Natural Healing in New Zealand
Random House, $24.95
Whether it be the result of successive governments tinkering with the National Health system or the much heralded coming of the Age of Aquarius, the fact is that in Aotearoa, just as in the rest of the Western world, more and more people are turning to alternative medicine to seek relief. Just how far, in a conceptual sense, we have fallen into the hands of the giant drug companies is manifest in my last sentence: for systems as ancient as Herbalism, spiritual healing, aroma therapy and massage (to name but a few) are now classified as ‘alternative’ while varieties of chemical treatment (for which thalidomide might serve as a convenient example) are somehow seen as normal to the point of being ‘natural’. There is of course a balance to be struck (there always is) and we would perhaps be in a bad way without the many benefits of modern medicine. But the fact remains that concepts of treatment which view the body as merely a refined machine, or which treat one ailment without due regard to the total being or which smile in embarrassment when it is suggested that an illness might have a spiritual dimension or even a karmic cause, are now under attack.
Enter this book.
For those of you who are discontented with the treatment you are receiving and who wish to explore a different dimension of what living and health means, this is the book to read. It begins with Acupuncture and ranges through Homoepathy, Naturopathy, Bach Flower Remedies, Iridology, Reiki, Shiatsu and Spiritual Healing (to name but a few).
The book is divided into two parts. The first part deals with those ‘modalities’ (by which it means systems of treatment), which have practitioner associations based in New Zealand. As is stated in the introduction, ‘The existence of these associations implies a certain level of quality control and standardisation.’ The second half deals with systems of healing which may be widespread but which (presumably) do not have practitioner associations. I found this distinction confusing for Herbalism which has a New Zealand Association of Medical Herbalists is included in the second part of the book. However, you can enjoy the book without worrying too much about its somewhat clumsy structural composition.
Each method of healing is given a general introduction explaining what it is and what it seeks to do. Thus we discover that Reflexology (to make an example almost at random) was practised in Egypt some 2,300 years ago and also in ancient China where it formed a fitting companion to acupuncture. This section is followed by a detailed explanation of how the healing works or at least its theoretical basis. Almost without exception the systems adopt a holistic attitude towards health and treat the total being. The descriptions are down-to-earth and oppose mystification while leaving mystery intact. Repeatedly the author advises the reader whom to contact for more information and where training centres are located. The book is user-friendly and it freely acknowledges that it can do little more than touch the surface of any system of healing.

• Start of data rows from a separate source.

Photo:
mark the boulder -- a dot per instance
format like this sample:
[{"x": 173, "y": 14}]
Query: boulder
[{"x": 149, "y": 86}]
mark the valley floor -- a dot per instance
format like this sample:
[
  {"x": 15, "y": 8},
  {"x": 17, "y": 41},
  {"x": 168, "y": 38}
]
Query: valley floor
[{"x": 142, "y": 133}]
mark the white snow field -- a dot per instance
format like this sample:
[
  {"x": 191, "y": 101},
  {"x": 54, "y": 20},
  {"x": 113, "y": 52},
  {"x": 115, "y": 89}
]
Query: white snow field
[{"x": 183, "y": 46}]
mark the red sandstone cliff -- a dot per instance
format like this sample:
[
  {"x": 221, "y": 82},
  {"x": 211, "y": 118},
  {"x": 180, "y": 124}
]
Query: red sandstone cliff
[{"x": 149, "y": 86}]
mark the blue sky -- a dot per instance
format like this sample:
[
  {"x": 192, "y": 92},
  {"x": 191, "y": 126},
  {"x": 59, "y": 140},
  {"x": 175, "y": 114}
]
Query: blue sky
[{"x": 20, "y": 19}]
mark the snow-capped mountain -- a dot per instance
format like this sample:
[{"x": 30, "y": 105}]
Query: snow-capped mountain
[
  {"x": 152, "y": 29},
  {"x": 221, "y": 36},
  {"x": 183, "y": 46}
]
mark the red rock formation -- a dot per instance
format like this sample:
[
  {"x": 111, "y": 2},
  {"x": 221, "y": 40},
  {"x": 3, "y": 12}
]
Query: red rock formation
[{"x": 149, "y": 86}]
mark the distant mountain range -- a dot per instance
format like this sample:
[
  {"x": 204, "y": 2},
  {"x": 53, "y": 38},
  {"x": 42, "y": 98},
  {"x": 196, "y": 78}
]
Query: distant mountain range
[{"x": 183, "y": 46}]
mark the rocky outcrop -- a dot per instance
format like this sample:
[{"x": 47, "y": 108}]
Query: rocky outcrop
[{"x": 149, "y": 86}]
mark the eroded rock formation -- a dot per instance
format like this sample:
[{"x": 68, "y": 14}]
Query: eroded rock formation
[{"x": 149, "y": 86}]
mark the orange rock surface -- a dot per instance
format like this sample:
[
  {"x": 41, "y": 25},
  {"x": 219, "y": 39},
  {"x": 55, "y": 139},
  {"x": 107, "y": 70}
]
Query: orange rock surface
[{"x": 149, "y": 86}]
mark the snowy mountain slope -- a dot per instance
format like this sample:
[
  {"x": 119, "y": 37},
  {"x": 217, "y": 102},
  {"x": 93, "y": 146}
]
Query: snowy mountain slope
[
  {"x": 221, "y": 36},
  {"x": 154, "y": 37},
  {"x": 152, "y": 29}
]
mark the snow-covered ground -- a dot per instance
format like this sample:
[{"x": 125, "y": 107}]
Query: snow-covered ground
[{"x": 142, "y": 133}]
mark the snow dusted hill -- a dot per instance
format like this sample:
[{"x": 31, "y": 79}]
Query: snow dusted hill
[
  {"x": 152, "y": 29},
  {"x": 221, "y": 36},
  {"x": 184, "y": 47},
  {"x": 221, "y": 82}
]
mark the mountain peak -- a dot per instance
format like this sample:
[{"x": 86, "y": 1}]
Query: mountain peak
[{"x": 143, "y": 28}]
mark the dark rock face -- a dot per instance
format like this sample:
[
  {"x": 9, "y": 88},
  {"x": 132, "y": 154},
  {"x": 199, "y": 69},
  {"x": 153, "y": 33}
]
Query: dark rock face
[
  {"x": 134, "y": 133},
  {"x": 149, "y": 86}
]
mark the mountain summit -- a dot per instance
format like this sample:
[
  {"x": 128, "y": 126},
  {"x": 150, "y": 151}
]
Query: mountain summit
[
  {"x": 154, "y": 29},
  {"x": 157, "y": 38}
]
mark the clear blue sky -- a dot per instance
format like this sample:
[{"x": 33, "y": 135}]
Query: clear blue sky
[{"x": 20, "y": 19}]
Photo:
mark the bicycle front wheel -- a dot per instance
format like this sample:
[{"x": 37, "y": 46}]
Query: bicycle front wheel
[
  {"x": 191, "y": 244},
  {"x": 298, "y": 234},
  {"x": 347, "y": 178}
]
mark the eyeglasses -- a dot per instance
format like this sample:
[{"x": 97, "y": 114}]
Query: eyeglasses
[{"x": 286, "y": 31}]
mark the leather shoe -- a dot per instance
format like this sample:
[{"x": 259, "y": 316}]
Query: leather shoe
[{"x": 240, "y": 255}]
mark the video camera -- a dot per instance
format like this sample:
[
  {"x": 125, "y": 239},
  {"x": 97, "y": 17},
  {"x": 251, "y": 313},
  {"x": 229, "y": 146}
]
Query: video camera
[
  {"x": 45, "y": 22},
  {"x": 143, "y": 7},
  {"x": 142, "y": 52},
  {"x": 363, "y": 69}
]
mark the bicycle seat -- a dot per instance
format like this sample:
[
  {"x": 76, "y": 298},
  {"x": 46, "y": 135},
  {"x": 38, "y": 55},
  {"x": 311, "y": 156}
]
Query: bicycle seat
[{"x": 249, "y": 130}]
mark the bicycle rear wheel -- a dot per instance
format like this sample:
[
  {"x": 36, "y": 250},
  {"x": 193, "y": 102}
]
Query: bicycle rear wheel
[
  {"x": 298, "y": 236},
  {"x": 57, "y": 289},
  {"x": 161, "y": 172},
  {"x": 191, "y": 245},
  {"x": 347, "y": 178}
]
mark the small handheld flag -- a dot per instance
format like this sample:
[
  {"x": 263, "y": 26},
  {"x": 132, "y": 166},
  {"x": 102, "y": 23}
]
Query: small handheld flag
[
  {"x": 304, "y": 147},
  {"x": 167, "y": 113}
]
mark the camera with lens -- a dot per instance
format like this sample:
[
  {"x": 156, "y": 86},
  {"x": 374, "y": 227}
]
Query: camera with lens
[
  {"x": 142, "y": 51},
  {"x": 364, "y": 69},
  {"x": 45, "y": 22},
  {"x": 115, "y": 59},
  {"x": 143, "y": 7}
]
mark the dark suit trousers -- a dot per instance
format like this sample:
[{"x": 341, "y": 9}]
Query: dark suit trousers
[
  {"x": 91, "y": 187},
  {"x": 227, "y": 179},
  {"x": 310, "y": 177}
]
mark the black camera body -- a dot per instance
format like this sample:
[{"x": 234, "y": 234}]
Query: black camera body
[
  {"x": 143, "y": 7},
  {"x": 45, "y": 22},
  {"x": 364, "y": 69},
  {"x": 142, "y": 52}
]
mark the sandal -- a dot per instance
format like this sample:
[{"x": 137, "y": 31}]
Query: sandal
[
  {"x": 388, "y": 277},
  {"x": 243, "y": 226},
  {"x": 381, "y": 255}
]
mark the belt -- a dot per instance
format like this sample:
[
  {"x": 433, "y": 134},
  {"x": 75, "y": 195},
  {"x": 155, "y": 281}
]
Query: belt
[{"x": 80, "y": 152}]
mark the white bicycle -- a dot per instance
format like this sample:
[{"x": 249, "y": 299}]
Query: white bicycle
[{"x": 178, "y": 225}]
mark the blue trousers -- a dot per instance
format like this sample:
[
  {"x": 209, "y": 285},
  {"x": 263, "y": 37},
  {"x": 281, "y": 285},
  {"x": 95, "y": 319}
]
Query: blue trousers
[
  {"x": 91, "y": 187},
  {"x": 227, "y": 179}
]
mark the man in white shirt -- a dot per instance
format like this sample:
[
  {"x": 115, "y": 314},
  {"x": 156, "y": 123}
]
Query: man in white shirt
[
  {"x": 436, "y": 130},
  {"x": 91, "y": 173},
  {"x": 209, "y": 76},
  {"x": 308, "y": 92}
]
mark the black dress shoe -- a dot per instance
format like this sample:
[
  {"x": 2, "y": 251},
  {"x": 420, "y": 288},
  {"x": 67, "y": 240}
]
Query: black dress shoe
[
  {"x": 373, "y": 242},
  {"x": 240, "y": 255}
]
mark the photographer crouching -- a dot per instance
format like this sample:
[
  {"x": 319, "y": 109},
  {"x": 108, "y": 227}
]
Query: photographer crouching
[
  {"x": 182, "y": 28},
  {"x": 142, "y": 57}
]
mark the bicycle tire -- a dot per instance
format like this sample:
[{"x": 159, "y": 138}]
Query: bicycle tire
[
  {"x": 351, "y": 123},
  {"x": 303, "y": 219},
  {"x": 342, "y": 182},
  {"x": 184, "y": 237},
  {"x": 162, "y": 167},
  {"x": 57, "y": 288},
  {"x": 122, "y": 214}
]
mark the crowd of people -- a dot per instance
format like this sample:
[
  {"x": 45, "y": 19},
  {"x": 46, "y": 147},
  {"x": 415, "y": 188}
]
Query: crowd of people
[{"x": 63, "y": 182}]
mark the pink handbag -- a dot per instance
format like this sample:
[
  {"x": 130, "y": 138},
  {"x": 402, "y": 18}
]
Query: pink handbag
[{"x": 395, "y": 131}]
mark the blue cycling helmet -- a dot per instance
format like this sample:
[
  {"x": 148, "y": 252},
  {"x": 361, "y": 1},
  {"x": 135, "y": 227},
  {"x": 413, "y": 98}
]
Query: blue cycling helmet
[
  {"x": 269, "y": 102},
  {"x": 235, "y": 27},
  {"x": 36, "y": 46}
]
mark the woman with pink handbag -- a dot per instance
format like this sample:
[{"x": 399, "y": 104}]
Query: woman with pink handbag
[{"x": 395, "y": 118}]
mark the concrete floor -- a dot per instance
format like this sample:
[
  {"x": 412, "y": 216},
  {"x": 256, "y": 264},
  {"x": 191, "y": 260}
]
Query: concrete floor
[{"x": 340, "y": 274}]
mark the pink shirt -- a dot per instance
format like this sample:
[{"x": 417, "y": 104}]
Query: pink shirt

Certain chapters are accompanied by brief biographies of main practitioners and this, I think, is at the heart of what alternative medicine is all about. It is medicine with a human face. The healer is important in the healing and the energies which flow between us as human beings are considered as highly significant. The caring presence of the healer has its place beside the chamomile or colour or regimen which s/he prescribes.
One comes away from this book with the rather comforting feeling that if this is the New Age (which has been ridiculed so much of late for its faith in crystals, colours etc) then it might not be a bad Age to inhabit. This book deals with medicine for Life, and I am convinced that wider acceptance of its principles would lead to far fewer cases of cardiac arrest, cancers, stress disorders and impatient unhappiness. It would also lead to less profit for the multinational drug companies. Cui bono?